Illness prevented Garson from following this path (the film was called Dramatic School) and she languished till Sam Wood cast her in Goodbye Mr Chips (1939), which he was to direct in Britain. She did not relish the role, since she was due to die only screen minutes after marrying and humanising the dry schoolteacher Mr Chipping. Robert Donat collected a popular Oscar for playing him, but Garson’s brief contribution was equally vital. C.A. Lejeune, the film critic of the Observer, spoke of her “vivid grace” and Graham Greene admired “the short-lived wife [who] lifts the whole picture into – we are tempted to call it reality – common sense and tenderness, a sense of happiness too good to last”.

On her return to Hollywood she was forced into the studio’s chosen image – a New York sophisticate, jagged with sophistication in huge hats – squabbling and making up with Robert Taylor in Remember? But her Mrs Chipping was uppermost in executive minds when casting Pride and Prejudice (1940), based on a stage version which had been bought for Norma Shearer and Clark Gable. Garson and Olivier were much more sensible choices, even if Olivier later observed: “Dear Greer seemed to me all wrong as Elizabeth . . . she was the only down-to-earth sister but Greer played her as the most affected and silly of the lot”. However, Bosley Crowther of the New York Times wrote that she had “stepped out of the book, or rather out of one’s fondest imagination: poised, graceful, self-contained, witty, spasmodically stubborn and as lovely as a woman can be.” Nevertheless those who tend to Olivier’s view sighed for her presence during the recent BBC adaptation, in which Jennifer Ehle completely missed Lizzie’s sense of self-mockery.

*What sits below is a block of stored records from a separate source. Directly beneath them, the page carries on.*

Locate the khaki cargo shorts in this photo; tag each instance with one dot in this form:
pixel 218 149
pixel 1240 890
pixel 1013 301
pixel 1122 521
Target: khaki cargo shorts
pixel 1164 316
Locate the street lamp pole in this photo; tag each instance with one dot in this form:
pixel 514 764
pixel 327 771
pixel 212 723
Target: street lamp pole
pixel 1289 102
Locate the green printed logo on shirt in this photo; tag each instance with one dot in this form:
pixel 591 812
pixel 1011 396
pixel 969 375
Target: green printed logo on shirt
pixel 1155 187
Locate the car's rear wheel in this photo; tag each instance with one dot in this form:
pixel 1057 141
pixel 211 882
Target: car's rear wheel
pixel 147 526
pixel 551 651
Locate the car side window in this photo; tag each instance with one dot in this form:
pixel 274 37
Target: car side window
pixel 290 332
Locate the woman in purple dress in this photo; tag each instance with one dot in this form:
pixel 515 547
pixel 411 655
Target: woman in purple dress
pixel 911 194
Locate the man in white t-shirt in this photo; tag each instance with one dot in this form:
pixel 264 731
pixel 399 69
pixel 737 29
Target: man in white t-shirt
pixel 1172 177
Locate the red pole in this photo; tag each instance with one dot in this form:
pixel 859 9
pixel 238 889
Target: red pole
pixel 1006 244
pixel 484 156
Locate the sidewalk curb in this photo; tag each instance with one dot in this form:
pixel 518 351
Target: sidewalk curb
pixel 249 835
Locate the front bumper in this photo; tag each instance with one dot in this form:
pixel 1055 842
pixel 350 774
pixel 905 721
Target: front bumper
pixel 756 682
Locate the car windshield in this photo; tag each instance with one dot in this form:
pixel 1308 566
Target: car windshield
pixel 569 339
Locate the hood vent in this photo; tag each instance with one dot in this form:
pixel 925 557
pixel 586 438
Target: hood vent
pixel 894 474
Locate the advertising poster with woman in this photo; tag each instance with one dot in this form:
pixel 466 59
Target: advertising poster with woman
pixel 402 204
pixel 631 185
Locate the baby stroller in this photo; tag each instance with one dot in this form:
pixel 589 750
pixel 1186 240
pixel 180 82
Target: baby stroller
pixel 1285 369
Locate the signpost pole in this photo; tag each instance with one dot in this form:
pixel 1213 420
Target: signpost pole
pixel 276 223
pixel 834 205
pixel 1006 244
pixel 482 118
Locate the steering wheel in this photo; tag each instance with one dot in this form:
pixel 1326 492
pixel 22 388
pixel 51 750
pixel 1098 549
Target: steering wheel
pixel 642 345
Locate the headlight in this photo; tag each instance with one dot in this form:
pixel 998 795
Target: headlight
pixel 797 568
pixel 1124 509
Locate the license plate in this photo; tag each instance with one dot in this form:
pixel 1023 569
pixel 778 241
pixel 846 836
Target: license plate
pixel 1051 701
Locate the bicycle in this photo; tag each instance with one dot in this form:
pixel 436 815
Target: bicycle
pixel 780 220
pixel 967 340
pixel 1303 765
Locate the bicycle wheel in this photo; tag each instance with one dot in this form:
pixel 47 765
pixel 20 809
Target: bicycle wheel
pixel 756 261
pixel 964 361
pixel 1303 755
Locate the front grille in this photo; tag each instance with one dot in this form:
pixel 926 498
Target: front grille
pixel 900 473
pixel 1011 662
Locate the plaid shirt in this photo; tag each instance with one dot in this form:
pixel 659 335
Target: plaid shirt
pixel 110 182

Garson’s performance reversed MGM’s concept of her, and she replaced Shearer in the title role of Mrs Miniver (1942) when that actress refused to play the mother of a grown-up son. He was played by Richard Ney, who was actually years younger than Garson: 14, in fact, though at the time it seemed less, since MGM’s publicists had lopped years off her age. She obliged them by waiting till the film had gone its rounds before making him her second husband, but as far as the studio was concerned the film had made her the biggest star on the lot.

Greer Garson
Greer Garson

It was a movie showered with Oscars, including Best Film, Best Actress (Garson) and Best Director (William Wyler). Garson made cinema history by making an acceptance speech that lasted 45 minutes: new rules were brought in to stop this happening thereafter. The story of an “ordinary” British family through Dunkirk and the Blitz, it struck a particular chord with the Americans, who had just entered the war.

Teresa Wright with Walter Pidgeon & Greer Garson
Teresa Wright with Walter Pidgeon & Greer Garson

Winston Churchill told Parliament that it had done more for the British war effort than a flotilla of destroyers. Yes, and Garson epitomised the courageous British housewife, the domestic ideal, partnering the equally sunny Walter Pidgeon, with whom she was to make eight films in all; but what with Mrs M rounding up a German paratrooper in the garden and no mention of rationing it was hardly realistic. Wyler, when he arrived in Britain with the Army, admitted that he would have made a very different picture if he had been here first.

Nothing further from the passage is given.